Non solo: lui stesso diventa vittima dell’irrazionale, proprio quando lei sembra essere guarita dalle sue paure. Lei lo irride, in quella stessa scena, scoprendolo vittima di sogni “stranissimi”: non era mica morto Freud, e irrilevanti per la psicologia moderna i sogni (quindi l’irrazionale)?
NATURA
La Natura ha un ruolo di primissimo piano, e lo si capisce già in una delle prime scene, in ospedale. Vicino al letto dove lei è sdraiata, la telecamera inquadra un vaso di piante e gli si avvicina sempre più, ostinatamente, mentre i due protagonisti sembrano scomparire sullo sfondo. Alcune scene, poi, sono intervallate da immagini di rami e cespugli, di natura selvaggia e cupa, come una sorta di anticipazione del teatro dove si svolgerà l’epilogo della vicenda.

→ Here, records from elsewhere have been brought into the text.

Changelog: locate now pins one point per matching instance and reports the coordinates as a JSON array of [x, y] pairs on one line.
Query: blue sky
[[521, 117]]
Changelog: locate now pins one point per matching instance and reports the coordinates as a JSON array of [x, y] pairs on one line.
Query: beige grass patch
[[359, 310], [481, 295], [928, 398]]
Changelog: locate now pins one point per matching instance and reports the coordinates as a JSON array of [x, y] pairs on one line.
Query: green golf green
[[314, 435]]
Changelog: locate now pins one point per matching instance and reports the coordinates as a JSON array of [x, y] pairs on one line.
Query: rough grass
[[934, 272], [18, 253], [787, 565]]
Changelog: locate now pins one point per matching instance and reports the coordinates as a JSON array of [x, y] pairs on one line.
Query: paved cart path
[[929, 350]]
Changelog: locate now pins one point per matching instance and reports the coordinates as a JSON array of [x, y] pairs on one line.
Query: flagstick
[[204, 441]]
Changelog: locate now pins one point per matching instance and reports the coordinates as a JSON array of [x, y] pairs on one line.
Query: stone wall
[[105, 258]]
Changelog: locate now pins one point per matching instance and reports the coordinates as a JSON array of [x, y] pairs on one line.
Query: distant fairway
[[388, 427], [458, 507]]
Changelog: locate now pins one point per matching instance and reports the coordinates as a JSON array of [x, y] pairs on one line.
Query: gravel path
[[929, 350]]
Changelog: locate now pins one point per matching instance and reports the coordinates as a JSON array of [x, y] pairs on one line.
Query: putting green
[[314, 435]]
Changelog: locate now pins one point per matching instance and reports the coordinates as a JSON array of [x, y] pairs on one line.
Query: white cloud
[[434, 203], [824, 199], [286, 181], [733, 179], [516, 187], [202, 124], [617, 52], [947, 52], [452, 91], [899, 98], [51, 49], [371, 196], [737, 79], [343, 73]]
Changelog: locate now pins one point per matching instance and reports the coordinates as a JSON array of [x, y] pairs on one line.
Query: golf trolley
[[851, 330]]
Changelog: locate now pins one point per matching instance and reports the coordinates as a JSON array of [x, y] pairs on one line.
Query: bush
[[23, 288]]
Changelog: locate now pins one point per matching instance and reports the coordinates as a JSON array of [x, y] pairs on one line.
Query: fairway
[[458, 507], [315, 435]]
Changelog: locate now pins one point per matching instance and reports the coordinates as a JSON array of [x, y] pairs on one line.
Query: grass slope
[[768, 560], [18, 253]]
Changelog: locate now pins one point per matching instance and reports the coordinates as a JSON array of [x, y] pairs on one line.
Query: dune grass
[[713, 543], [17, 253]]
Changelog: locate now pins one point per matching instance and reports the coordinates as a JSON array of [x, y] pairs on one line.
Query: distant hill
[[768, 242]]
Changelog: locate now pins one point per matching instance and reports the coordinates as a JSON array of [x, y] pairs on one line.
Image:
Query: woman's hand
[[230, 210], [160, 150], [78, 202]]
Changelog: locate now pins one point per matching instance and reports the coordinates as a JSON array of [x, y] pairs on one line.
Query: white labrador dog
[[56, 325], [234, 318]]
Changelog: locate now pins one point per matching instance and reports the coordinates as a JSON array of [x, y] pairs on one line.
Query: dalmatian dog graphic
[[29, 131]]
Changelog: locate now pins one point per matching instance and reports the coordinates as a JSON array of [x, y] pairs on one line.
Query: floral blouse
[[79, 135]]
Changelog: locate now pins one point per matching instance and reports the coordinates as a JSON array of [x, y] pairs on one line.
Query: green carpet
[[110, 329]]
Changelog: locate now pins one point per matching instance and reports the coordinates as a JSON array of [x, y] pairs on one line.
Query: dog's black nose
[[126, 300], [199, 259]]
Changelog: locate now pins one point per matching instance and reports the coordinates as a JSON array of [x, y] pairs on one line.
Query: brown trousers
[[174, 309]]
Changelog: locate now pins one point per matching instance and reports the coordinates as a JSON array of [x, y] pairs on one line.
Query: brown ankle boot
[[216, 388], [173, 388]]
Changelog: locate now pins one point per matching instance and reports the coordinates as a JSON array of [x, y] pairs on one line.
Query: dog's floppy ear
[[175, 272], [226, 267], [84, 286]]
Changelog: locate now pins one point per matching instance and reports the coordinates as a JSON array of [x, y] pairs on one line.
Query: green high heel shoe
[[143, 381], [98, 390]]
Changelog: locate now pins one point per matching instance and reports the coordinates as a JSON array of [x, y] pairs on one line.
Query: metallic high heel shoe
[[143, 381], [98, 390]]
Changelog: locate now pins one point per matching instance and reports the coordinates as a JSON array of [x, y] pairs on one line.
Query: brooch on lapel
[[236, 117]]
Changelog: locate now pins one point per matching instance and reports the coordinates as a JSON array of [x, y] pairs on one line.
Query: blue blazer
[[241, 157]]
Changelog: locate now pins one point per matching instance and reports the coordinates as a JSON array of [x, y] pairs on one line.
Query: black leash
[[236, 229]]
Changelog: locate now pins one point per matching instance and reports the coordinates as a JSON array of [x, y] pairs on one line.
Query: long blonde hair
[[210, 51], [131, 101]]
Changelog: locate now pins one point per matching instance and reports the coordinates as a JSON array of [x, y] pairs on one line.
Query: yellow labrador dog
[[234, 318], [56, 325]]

Lei, interrogata sulle sue paure, nomina il posto che, in assoluto, la terrorizza maggiormente: il bosco che circonda la loro casa in campagna. Il suo nome (Eden Garden) è un riferimento chiarissimo alla Bibbia e allo stato di natura dell’uomo e della donna. E’ il luogo dove i due iniziano a scoprire la verità sul male che li perseguita, è il primo passo del loro percorso di conoscenza (schematizzato da lui su un foglietto: BOSCO -> NATURA -> SATANA -> ME). Il bosco rappresenta la natura “esterna” all’uomo, ma non è che la visione riduttiva di ciò di cui lei ha davvero paura: la Natura che non è soltanto fuori, ma anche, e soprattutto, dentro di noi (”Quel tipo di Natura“). La Natura delle cose che, lentamente, periscono, il pianto universale delle creature che sono intrappolate in un ciclo di morte e dolore. Gli stessi animali che appaiono come visioni nel corso del film sono i simboli di una Natura malata, perversa, dove è il caos a regnare e dove i genitori uccidono e mangiano i figli. Lui stesso se ne rende conto e, nonostante la sua ostentata razionalità (”E’ tutto molto commovente, se fosse un libro per bambini: le ghiande non piangono“, ecc.), è proprio lo spettatore principale di queste inquietanti apparizioni.
SATANA
“La Natura è la chiesa di Satana“, dice lei in uno dei momenti più intensi dell’intero film. Lo stesso titolo, Antichrist, suggerisce una chiave di lettura di questo tipo, su cui tuttavia i media hanno insistito fin troppo, finendo per appiattire l’intero film su questa interpretazione. L’intero mondo, sembra suggerire questa interpretazione, è comandato dalle leggi di Satana, quindi dal male. La natura è malvagia, e così lo stesso uomo.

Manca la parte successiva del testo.